Trump kündigte an, dass die geplante Rahmenvereinbarung zu Grönland "für die Ewigkeit" sei. Er sagte jedoch, dass die Einzelheiten der Übereinkunft noch zu einem späteren Zeitpunkt bekanntgegeben würden.
NATO-Generalsekretär Rutte bestätigte Trumps Angaben und sagte, dass das von ihm erwähnte Abkommen völlig korrekt sei. Er betonte jedoch, dass die Frage der Souveränität des autonomen Gebiets nicht zur Sprache gekommen sei.
Dänemarks Außenminister Lars Løkke Rasmussen zeigte sich erleichtert über Trumps Ankündigung gezeigt und sagte, dass "der Tag endet besser, als er begonnen hat". Er betonte, dass es positiv sei, wenn dies bedeute, dass man zu normaleren Kommunikationskanälen zurückkehren könne.
Die Frage der Souveränität des autonomen Gebiets bleibt unklar. Trump hatte in seiner Davos-Rede verlangt, dass Dänemark seine Forderung nach einem Anschluss Grönlands an die USA unterstützen würde. Ab dem 1. Juni sollten Zölle gegen europäische Staaten in Höhe von zehn Prozent erhebt werden, sollte bis dahin kein Abkommen für einen US-Kauf der Insel erzielt werden.
Die NATO-Partner lehnen das Besitzrecht auf Grönland ab. Dänemark wolle auf die Bedenken der USA eingehen und eine Lösung finden, die die Menschen in Grönland respektiere.
Trump kündigte an, dass die geplante Rahmenvereinbarung zu Grönland "für die Ewigkeit" sei. Er sagte jedoch, dass die Einzelheiten der Übereinkunft noch zu einem späteren Zeitpunkt bekanntgegeben würden.
NATO-Generalsekretär Rutte bestätigte Trumps Angaben und sagte, dass das von ihm erwähnte Abkommen völlig korrekt sei. Er betonte jedoch, dass die Frage der Souveränität des autonomen Gebiets nicht zur Sprache gekommen sei.
Dänemarks Außenminister Lars Løkke Rasmussen zeigte sich erleichtert über Trumps Ankündigung gezeigt und sagte, dass "der Tag endet besser, als er begonnen hat". Er betonte, dass es positiv sei, wenn dies bedeute, dass man zu normaleren Kommunikationskanälen zurückkehren könne.
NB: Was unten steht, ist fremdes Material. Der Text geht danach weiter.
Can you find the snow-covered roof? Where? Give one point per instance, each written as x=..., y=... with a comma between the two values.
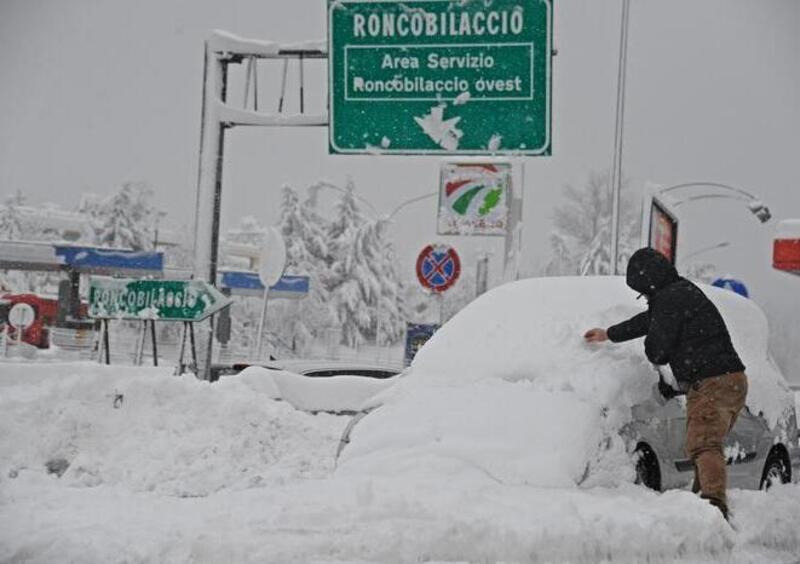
x=788, y=229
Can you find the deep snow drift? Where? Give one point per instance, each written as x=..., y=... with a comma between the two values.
x=183, y=471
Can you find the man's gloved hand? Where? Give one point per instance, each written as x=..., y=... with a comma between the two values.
x=666, y=391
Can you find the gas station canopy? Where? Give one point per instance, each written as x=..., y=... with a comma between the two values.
x=34, y=256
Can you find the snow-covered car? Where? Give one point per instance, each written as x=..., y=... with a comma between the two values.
x=319, y=385
x=509, y=387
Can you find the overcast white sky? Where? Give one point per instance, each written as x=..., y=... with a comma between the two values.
x=93, y=93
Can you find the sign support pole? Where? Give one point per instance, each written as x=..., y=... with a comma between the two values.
x=140, y=339
x=182, y=350
x=153, y=338
x=194, y=347
x=106, y=350
x=262, y=324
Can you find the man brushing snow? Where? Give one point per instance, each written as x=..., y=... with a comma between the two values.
x=684, y=329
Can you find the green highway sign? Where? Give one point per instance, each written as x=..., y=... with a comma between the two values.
x=440, y=76
x=161, y=300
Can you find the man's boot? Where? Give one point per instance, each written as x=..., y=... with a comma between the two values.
x=719, y=504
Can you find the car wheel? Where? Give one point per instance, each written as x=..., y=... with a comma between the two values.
x=776, y=471
x=648, y=472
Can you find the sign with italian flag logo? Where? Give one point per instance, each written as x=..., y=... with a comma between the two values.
x=473, y=198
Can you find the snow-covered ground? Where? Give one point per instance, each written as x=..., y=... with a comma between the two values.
x=184, y=471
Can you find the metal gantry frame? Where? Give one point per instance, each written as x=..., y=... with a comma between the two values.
x=218, y=115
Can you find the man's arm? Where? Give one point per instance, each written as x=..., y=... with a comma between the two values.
x=635, y=327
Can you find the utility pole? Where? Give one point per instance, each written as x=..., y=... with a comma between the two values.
x=616, y=169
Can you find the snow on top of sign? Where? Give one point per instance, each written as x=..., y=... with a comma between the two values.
x=788, y=229
x=462, y=99
x=442, y=131
x=310, y=45
x=494, y=142
x=222, y=40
Die Frage der Souveränität des autonomen Gebiets bleibt unklar. Trump hatte in seiner Davos-Rede verlangt, dass Dänemark seine Forderung nach einem Anschluss Grönlands an die USA unterstützen würde. Ab dem 1. Juni sollten Zölle gegen europäische Staaten in Höhe von zehn Prozent erhebt werden, sollte bis dahin kein Abkommen für einen US-Kauf der Insel erzielt werden.
Die NATO-Partner lehnen das Besitzrecht auf Grönland ab. Dänemark wolle auf die Bedenken der USA eingehen und eine Lösung finden, die die Menschen in Grönland respektiere.